In the framework of a weakened weak (W2) formulation using a generalized gradient smoothing operation, this paper introduces a novel meshfree cell‐based smoothed point interpolation method (CS‐PIM) for solid mechanics problems. The W2 formulation seeks solutions from a normed G space which includes both continuous and discontinuous functions and allows the use of much more types of methods to create shape functions for numerical methods [1]. When PIM shape functions are used, the functions constructed are in general not continuous over the entire problem domain and hence are not compatible. Such an interpolation is not in a traditional H1 space, but in a G1 space. By introducing the generalized gradient smoothing operation properly, the requirement on function is now further weakened upon the already weakened requirement for functions in a H1 space and G1 space can be viewed as a space of functions with weakened weak (W2) requirement on continuity [1–3]. The cell‐based smoothed point interpolation method (CS‐PIM) is formulated based on the W2 formulation, in which displacement field is approximated using the PIM shape functions, which possess the Kronecker delta property facilitating the enforcement of essential boundary conditions [3]. The gradient (strain) field is constructed by the generalized gradient smoothing operation within the cell‐based smoothing domains, which are exactly the triangular background cells.
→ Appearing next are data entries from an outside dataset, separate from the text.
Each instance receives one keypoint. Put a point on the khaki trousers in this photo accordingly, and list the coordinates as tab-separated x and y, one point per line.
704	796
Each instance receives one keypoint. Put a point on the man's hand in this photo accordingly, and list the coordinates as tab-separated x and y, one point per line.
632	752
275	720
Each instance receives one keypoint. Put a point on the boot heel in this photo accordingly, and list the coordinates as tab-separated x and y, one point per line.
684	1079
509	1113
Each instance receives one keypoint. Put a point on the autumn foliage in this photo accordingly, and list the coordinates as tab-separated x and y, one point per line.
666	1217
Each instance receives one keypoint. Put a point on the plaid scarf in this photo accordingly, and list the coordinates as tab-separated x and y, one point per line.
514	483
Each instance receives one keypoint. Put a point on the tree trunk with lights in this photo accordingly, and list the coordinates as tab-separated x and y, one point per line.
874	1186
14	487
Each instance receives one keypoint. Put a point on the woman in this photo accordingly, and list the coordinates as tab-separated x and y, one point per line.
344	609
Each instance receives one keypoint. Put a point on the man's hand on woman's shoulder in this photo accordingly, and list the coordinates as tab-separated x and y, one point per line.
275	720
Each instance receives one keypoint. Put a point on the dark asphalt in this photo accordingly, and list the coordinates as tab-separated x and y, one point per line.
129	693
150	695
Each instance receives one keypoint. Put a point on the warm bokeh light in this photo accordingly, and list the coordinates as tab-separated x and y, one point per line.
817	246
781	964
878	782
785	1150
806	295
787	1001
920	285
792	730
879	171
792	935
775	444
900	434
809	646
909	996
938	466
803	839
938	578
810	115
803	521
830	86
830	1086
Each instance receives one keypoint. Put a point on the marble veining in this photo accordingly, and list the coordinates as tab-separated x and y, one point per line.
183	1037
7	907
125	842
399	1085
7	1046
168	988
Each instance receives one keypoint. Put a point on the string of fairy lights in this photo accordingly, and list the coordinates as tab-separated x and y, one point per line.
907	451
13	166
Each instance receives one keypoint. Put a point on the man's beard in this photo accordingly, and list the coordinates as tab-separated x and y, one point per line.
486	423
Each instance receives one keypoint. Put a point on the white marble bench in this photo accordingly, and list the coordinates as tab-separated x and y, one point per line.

A W2 formulation of generalized smoothed Galerkin (GS‐Galerkin) weak form is used to derive the discretized system equations [2]. It was found that the CS‐PIM possesses the following attractive properties: (1) It is very easy to implement and works well with the simplest linear triangular mesh without introducing additional degrees of freedom; (2) it is at least linearly conforming; (3) this method is temporally stable and works well for dynamic analysis; (4) it possesses a close‐to‐exact stiffness, which is much softer than the overly‐stiff FEM model and much stiffer than the overly‐soft node‐based smoothed point interpolation method (NS‐PIM) [4]; (5) the results of the present method are of better accuracy and higher convergence rate than the linear FEM model using the same set of triangular meshes.